Thursday, January 17, 2013

Going Through the Change

 I have been thinking often about my friendships; those I have recently developed and my older friendships that are evaporating within the folds of busy and changing lives.

 As I thought about the changes taking place in my life, I was reminded of something the protagonist of  the novel "The Perks of Being a Wallflower" said:

“Things change. And friends leave. Life doesn't stop for anybody.” 


We've all been at this place, and we often wonder what brought about the change in the friendship.

Was it something I did?
Who stopped calling who?
Was it something I said?

Is it just a difference of opinion or a seperation of lives?

In my case, I think it's a combination. Mostly the seperation of lives- but,  generally a case of "out growing" a friendship.

Long-time friendships are the most difficult to let go of. The kind of friendships that are rooted in notes being passed across classrooms, pinky promises and slumber party antics.

As much as one would like to retain those friendships as they are, the ever-changing world around us makes it difficult. It is a reality that many people are faced with, and while it is something we all learn to be true...the affirmation of loss is never easy to accept.

Now, don't get me wrong. There are several friendships that have passed through my life in a hurried wave of "Thank God that is over" or "Wow. That bitch is too crazy for color t.v."

However, I have many friendships that I have watched slowly slip through my fingers like grains of sand. Regardless of how tightly my fingers are held together; I am not able to keep it from disappearing.

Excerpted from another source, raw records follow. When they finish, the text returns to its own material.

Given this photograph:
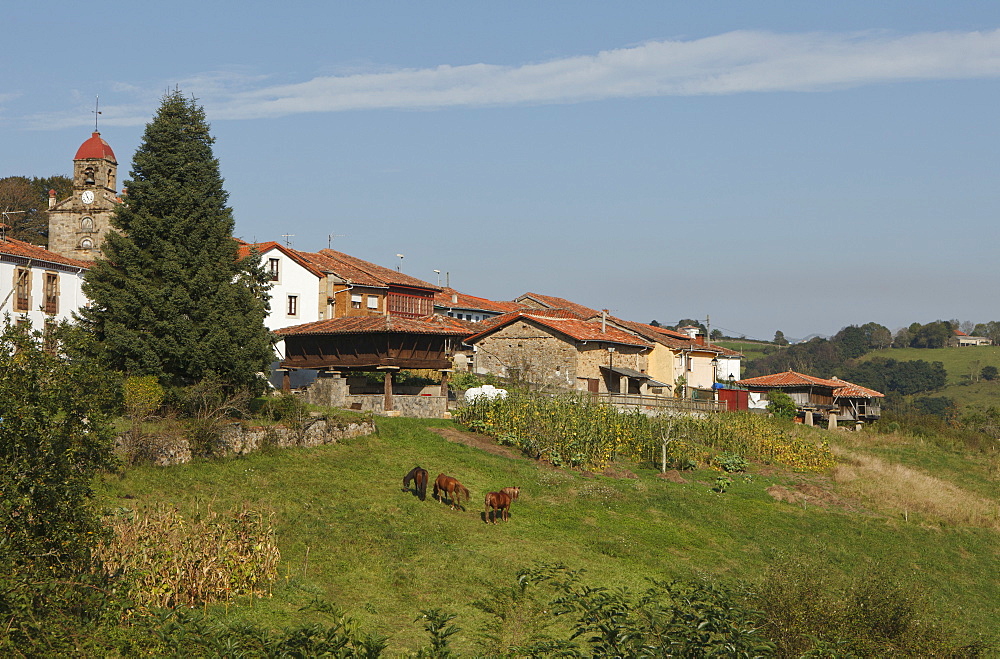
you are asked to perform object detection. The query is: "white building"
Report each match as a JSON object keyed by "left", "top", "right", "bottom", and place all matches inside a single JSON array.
[
  {"left": 0, "top": 225, "right": 90, "bottom": 330},
  {"left": 240, "top": 241, "right": 326, "bottom": 359}
]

I have learned blaming myself fixes nothing. Self-blame has actually given me a complex that I may never outgrow. Unfortunately, there is rarely a cure for people who take the blame for things that are not their fault. (I've found chocolate and cupcakes help a lot, though.)

The key is learning that no one is to blame when things like this happen. It isn't a matter of who stopped calling who, or who forgot to return an email.

The key is remembrance and acceptance. Cherish the memories brought to life by your friendship and accept that the world continues to change.

People change; Therefore the friendships they hold with others...change.

Acceptance is a process, but I'm getting there.